La tentazione di scrivere sulla riforma del Senato, per uno che dopo tutto si è sempre occupato di parlamento e parlamentarismo, è forte. Ho resistito sino ad ora, e credo che continuerò a farlo, in nome di due ragionamenti semplici:
1. la discussione sul Senato doveva e dovrebbe essere contestualizzata rispetto agli obiettivi complessivi dell'intervento sulla costituzione e più in generale sul sistema di governo. Molti protagonisti del dibattito, ognuno con una propria specifica posta in gioco, tendono a scordarselo, seguiti da giornalisti parlamentaristi presi unicamente dagli effetti di questa battaglia sulla congiuntura politica e sulla leadership di Renzi.
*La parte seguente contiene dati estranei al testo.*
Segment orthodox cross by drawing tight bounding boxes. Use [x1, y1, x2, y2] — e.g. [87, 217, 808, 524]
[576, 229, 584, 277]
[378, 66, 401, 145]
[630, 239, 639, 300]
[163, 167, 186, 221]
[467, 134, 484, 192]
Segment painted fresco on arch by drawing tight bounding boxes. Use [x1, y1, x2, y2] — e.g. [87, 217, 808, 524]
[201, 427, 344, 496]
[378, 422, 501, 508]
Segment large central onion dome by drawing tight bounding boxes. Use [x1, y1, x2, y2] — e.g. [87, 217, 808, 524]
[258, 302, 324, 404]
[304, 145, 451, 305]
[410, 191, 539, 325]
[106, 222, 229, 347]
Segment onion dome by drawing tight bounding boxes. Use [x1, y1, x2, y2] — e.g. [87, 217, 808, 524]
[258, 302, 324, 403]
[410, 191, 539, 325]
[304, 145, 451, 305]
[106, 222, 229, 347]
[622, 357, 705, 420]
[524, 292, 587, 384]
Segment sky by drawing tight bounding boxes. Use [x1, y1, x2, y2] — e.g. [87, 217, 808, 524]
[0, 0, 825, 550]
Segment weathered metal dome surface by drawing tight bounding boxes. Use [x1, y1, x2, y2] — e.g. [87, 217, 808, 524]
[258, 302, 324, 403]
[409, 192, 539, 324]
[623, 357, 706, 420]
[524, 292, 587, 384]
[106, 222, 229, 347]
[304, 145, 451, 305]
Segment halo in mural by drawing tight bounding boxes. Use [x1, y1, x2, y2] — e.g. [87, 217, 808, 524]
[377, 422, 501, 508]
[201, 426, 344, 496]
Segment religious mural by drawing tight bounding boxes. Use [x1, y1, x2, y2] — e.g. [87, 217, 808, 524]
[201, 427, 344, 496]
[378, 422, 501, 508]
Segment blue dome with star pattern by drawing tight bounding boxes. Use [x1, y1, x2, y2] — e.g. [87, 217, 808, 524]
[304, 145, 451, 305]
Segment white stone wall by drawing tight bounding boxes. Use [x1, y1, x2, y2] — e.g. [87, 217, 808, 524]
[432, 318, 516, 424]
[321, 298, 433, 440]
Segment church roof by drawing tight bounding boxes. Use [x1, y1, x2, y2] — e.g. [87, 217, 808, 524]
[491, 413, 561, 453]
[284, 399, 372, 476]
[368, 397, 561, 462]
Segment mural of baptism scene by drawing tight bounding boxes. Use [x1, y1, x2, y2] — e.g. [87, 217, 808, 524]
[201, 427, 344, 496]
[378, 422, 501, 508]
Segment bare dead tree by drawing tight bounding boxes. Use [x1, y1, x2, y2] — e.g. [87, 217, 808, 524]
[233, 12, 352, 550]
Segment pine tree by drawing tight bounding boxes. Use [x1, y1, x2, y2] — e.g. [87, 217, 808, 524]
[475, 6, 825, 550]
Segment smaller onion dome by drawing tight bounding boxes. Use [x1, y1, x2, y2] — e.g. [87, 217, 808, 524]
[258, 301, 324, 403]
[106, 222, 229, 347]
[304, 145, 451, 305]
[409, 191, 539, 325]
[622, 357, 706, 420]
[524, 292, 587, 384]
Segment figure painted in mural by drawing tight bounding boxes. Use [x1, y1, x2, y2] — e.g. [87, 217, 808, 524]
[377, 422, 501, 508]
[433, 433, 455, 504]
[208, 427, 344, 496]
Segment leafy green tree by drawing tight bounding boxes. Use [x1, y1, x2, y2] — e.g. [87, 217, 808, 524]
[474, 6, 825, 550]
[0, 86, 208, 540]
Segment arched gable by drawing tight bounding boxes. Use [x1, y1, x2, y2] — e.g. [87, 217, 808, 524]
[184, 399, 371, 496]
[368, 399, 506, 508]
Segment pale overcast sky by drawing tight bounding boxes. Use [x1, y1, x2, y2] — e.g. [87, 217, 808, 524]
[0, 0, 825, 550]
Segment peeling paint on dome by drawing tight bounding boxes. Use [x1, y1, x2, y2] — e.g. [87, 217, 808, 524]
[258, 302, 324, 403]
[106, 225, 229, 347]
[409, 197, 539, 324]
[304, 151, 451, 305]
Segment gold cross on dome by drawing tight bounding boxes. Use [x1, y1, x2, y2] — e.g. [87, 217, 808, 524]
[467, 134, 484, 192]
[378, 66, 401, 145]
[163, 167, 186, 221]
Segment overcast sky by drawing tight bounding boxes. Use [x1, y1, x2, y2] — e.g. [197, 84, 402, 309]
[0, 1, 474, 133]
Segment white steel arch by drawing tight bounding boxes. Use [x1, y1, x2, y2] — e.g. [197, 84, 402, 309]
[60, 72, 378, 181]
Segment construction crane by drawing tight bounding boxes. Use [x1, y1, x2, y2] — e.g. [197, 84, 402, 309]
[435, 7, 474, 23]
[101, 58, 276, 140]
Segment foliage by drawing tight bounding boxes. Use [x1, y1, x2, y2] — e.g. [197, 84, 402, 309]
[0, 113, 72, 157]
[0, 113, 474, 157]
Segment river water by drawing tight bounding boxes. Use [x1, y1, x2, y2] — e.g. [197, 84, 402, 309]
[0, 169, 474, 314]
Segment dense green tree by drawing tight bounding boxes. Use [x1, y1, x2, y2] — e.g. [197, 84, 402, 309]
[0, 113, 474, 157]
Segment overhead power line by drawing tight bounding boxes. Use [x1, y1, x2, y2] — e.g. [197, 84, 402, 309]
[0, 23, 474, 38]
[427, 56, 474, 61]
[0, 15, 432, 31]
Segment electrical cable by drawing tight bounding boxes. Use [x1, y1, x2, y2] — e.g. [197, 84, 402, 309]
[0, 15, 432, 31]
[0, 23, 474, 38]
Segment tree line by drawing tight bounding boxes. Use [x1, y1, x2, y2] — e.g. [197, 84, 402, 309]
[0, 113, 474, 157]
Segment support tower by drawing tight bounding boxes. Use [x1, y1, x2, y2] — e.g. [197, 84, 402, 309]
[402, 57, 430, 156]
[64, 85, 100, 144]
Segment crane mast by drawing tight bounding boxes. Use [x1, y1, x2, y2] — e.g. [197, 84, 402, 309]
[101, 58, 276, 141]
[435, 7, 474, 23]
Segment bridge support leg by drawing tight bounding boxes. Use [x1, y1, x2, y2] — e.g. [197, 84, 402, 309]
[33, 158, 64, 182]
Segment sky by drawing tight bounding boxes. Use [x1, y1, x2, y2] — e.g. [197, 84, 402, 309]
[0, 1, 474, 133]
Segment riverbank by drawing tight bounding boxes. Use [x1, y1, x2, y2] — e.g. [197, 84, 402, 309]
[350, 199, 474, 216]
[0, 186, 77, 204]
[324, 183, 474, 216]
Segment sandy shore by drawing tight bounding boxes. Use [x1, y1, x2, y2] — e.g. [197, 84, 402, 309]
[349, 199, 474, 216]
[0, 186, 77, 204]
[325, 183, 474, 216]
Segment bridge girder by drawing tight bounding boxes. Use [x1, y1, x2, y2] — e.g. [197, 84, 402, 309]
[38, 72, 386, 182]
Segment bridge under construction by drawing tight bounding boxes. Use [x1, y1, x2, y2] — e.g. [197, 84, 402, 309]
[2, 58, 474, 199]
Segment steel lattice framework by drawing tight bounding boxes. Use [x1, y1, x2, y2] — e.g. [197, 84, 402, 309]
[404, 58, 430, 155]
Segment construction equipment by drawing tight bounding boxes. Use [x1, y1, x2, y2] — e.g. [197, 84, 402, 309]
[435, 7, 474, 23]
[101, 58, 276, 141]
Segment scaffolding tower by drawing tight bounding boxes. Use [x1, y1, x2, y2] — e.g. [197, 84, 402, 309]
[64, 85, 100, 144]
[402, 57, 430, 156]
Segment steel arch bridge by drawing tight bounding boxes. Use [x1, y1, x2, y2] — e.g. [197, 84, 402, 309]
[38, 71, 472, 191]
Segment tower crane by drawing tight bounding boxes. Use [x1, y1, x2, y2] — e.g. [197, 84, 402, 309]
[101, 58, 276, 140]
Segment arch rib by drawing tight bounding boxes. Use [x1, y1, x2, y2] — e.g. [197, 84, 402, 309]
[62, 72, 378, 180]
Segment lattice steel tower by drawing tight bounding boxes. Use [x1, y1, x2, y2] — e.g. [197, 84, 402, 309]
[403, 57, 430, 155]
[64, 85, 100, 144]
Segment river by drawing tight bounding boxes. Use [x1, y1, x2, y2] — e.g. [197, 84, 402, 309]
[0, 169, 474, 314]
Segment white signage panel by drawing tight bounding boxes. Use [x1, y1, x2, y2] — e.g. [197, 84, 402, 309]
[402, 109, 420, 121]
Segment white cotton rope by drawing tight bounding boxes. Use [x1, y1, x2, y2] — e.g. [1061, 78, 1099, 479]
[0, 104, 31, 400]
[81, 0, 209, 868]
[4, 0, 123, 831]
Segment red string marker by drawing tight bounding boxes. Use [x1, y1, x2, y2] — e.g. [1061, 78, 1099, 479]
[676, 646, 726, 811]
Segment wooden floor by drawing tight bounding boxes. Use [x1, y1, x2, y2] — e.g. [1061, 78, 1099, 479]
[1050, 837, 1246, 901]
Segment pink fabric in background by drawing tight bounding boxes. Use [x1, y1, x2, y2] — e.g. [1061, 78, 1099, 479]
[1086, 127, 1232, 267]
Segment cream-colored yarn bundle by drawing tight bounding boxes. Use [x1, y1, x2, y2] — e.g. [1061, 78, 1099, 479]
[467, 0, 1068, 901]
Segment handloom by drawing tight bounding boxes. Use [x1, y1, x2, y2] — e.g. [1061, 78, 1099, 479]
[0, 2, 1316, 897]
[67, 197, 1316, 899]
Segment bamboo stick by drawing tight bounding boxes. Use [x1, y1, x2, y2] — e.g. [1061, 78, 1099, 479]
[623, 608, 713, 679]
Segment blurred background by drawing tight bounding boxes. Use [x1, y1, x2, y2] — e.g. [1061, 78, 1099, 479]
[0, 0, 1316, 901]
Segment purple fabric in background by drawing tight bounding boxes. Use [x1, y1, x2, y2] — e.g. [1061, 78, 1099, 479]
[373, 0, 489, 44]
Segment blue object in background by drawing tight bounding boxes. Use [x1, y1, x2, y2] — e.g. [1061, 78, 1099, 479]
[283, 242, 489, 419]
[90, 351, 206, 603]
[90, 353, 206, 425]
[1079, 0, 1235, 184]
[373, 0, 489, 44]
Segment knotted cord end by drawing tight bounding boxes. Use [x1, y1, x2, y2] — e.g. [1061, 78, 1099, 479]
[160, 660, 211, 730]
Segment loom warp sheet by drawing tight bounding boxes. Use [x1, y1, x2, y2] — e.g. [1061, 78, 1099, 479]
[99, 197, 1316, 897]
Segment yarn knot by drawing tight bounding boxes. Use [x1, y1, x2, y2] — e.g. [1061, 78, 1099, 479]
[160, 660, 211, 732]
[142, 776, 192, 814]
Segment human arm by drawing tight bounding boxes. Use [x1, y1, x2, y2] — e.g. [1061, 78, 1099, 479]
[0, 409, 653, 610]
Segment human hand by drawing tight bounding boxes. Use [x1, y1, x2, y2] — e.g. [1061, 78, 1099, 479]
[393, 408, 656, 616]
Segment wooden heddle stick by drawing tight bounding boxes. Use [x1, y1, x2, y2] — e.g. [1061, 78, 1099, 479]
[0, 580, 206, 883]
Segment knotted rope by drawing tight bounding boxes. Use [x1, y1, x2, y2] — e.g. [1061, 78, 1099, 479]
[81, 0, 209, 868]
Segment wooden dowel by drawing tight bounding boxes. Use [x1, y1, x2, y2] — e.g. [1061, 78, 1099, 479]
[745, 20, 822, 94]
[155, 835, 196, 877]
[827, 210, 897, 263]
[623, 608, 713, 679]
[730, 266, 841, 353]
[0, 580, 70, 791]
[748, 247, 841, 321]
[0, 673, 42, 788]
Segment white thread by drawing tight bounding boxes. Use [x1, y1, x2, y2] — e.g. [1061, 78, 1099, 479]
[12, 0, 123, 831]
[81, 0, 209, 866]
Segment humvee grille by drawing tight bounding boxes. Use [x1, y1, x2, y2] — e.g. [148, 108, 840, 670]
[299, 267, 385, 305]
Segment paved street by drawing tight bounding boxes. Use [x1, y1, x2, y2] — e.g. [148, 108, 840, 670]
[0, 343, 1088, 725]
Forse è il caso di riconoscere ad una sola Ministra, Maria Elena Boschi, autrice di un primo testo di riforma che a me francamente non era piaciuto, di aver spesso richiamato, a dispetto di un premier che insiste solo sul tasto del "non ci fermeranno", l'esigenza di una lettura complessiva dell'architettura costituzionale che andiamo a modificare.
2. In secondo luogo, mi pare vi sia già molto rumore di chiacchiere su questa riforma, e siccome non vorrei contribuire ad un ennesimo "rumore per nulla" attendo la riforma del Senato e in generale il ddl costituzionale alla prova dei fatti: è evidente che soltanto il passaggio alla Camera determinerà la vera agenda di questa riforma, poichè un emendamento anche minimo obbligherebbe una nuova corrida incandescente a Palazzo Madama, dove circa 320 senatori si troveranno a decidere in modo definitivo sul proprio futuro politico, oltre che sul futuro della nostra costituzione.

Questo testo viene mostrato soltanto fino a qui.